Évidemment, dans cette situation actuelle, nous ne pouvons pas approcher de ces autorités avec une pleine confiance. Ce n’est pas possible. C’est pour cela que nous disons qu’il faut gagner confiance et cela doit se passer par des actes. Montrez que vous voulez la Tradition pour l’Église, montrez que vous l’aimez. Hélas, presque tous les jours nous avons les signes contraires. Presque tous les jours.

Pour cela, nous continuons sereinement en attendant que le bon Dieu veuille bien changer ces circonstances. Nous verrons bien combien de temps il faut encore attendre. C’est vraiment dans les mains du bon Dieu. Pour nous, nous savons, nous avons un trésor dans les mains, nous n’avons pas le droit de le galvauder, nous n’avons pas le droit de le diluer. C’est un de nos premiers devoirs, on peut le dire, de conserver ce dépôt, c’est même saint Paul qui le disait dans l’Écriture sainte – vous vous rendez compte - depositum custodi, garde le dépôt. Ce dépôt c’est le bon Dieu qui l’a donné à l’Église. Personne n’a le droit de le dissiper. L’Église, la première, n’a pas le droit, elle doit le garder et nous, comme il est entre nos mains, nous devons le garder.
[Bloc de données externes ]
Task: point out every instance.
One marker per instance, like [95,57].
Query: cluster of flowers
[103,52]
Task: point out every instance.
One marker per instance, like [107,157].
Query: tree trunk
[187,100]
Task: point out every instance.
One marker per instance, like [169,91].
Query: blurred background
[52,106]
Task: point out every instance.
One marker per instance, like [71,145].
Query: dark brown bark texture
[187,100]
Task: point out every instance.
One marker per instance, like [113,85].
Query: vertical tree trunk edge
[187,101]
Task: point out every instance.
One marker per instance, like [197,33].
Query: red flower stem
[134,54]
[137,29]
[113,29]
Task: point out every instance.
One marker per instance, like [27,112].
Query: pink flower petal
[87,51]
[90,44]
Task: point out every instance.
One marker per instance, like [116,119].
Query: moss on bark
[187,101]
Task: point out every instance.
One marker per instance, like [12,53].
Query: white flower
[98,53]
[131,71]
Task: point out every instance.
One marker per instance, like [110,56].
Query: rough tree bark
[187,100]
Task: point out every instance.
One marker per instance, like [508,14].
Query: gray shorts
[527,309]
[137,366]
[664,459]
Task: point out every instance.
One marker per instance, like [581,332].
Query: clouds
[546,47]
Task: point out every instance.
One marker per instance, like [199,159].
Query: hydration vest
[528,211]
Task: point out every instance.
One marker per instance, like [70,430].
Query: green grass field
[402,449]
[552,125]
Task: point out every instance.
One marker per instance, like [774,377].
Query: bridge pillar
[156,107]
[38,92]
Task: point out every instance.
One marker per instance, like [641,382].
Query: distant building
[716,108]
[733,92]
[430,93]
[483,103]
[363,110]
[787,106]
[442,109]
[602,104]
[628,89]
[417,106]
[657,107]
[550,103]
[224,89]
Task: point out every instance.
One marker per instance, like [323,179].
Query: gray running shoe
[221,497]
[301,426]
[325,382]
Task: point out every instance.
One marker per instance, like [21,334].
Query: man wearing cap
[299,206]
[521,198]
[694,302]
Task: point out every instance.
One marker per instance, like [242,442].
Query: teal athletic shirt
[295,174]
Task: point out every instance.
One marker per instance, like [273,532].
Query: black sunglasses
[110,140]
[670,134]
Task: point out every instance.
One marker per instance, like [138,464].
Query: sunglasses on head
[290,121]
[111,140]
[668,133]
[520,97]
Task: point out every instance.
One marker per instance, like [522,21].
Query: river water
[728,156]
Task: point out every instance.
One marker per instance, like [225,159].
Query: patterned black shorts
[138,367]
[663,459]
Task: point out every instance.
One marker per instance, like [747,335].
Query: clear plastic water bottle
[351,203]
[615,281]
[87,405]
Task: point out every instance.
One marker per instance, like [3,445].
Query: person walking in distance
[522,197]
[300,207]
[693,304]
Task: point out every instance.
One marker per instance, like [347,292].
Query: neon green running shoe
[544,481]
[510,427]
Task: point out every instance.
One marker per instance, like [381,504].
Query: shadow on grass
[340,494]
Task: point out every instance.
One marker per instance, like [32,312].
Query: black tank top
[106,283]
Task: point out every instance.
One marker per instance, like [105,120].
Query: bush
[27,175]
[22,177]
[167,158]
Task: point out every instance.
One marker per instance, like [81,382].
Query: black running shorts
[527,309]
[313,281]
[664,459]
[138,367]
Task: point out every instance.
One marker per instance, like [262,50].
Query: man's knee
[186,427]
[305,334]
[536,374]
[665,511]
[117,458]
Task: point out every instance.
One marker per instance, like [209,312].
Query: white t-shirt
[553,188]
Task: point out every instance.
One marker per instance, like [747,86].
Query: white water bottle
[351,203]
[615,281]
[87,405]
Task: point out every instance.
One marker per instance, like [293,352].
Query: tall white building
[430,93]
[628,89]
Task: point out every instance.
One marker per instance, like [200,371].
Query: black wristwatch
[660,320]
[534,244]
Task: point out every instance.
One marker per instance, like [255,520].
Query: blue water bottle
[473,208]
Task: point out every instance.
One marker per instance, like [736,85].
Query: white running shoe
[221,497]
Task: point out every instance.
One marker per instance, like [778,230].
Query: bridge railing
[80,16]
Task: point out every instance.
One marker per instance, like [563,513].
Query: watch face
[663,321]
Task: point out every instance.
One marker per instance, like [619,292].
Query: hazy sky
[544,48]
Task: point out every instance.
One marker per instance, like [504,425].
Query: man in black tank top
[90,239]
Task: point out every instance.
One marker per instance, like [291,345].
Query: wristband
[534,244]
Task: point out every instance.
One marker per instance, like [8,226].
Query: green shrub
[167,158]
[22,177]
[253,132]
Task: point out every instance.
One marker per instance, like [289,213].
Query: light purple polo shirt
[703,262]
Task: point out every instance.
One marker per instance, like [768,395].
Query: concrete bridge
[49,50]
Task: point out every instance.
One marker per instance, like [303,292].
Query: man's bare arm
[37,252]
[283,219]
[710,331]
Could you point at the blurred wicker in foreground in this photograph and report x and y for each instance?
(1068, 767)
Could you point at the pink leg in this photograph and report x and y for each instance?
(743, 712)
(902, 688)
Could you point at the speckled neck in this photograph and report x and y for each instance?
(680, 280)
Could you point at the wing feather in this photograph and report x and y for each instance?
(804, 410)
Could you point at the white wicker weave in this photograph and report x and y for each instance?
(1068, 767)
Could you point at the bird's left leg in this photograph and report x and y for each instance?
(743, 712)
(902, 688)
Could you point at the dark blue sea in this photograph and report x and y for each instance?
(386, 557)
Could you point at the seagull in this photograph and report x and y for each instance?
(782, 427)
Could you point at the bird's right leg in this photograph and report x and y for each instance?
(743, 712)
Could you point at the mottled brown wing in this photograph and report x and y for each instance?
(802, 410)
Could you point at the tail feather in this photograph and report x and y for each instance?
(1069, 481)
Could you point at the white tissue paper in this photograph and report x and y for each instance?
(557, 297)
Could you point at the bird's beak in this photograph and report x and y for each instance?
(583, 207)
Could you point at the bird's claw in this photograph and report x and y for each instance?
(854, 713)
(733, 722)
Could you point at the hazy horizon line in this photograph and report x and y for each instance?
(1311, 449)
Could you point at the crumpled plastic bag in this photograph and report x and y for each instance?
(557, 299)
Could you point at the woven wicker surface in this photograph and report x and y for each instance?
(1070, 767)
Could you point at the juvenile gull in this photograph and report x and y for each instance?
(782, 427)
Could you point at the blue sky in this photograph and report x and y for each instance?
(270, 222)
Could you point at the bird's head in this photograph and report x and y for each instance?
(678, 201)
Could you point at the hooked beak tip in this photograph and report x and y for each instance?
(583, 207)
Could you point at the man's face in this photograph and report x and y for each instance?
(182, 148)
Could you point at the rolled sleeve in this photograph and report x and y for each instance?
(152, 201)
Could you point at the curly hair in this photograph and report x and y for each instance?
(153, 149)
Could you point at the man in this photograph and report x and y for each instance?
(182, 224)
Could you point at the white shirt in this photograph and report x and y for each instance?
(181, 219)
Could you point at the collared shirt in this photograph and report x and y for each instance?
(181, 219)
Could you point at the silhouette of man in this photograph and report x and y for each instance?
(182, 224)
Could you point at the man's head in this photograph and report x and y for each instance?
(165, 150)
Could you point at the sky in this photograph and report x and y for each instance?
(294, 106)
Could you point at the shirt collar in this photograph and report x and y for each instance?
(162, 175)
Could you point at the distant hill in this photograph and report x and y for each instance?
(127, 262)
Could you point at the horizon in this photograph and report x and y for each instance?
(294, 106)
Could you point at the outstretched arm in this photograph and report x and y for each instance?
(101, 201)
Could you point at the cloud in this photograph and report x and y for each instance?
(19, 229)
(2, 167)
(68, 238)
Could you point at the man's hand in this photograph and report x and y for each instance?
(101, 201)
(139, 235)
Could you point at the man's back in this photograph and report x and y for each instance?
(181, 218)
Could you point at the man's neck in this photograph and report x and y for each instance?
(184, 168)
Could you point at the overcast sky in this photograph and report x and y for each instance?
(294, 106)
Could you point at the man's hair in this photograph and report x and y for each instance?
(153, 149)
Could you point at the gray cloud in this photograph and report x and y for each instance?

Demandons bien aujourd’hui ce zèle, ce zèle de la maison de Dieu, ce zèle de la gloire de Dieu et du salut des âmes. Demandons cette foi profonde accompagnée de cette charité brûlante qui désire vraiment gagner toutes les âmes possibles, toutes les âmes possibles à Dieu, pour qu’elles soient sauvées. Pour que Dieu soit glorifié.

Ainsi soit-il.

Au nom du Père et du Fils et du Saint-Esprit.